Digital Twins & ZeroConf AI: Structuring Automated Intelligent Pipelines for Industrial Applications
This addresses the problem of fragmented and siloed AI integration in industrial applications, offering an incremental improvement in scalability and reuse.
The paper tackles the challenge of integrating AI into complex industrial Cyber-Physical Systems by proposing a modular solution using Digital Twins to orchestrate Zero Configuration AI pipelines, demonstrating it in a MicroFactory scenario to accelerate intelligent service deployment.

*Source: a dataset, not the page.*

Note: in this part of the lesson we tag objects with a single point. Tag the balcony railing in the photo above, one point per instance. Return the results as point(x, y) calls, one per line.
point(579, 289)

The increasing complexity of Cyber-Physical Systems (CPS), particularly in the industrial domain, has amplified the challenges associated with the effective integration of Artificial Intelligence (AI) and Machine Learning (ML) techniques. Fragmentation across IoT and IIoT technologies, manifested through diverse communication protocols, data formats and device capabilities, creates a substantial gap between low-level physical layers and high-level intelligent functionalities. Recently, Digital Twin (DT) technology has emerged as a promising solution, offering structured, interoperable and semantically rich digital representations of physical assets. Current approaches are often siloed and tightly coupled, limiting scalability and reuse of AI functionalities. This work proposes a modular and interoperable solution that enables seamless AI pipeline integration into CPS by minimizing configuration and decoupling the roles of DTs and AI components. We introduce the concept of Zero Configuration (ZeroConf) AI pipelines, where DTs orchestrate data management and intelligent augmentation. The approach is demonstrated in a MicroFactory scenario, showing support for concurrent ML models and dynamic data processing, effectively accelerating the deployment of intelligent services in complex industrial settings.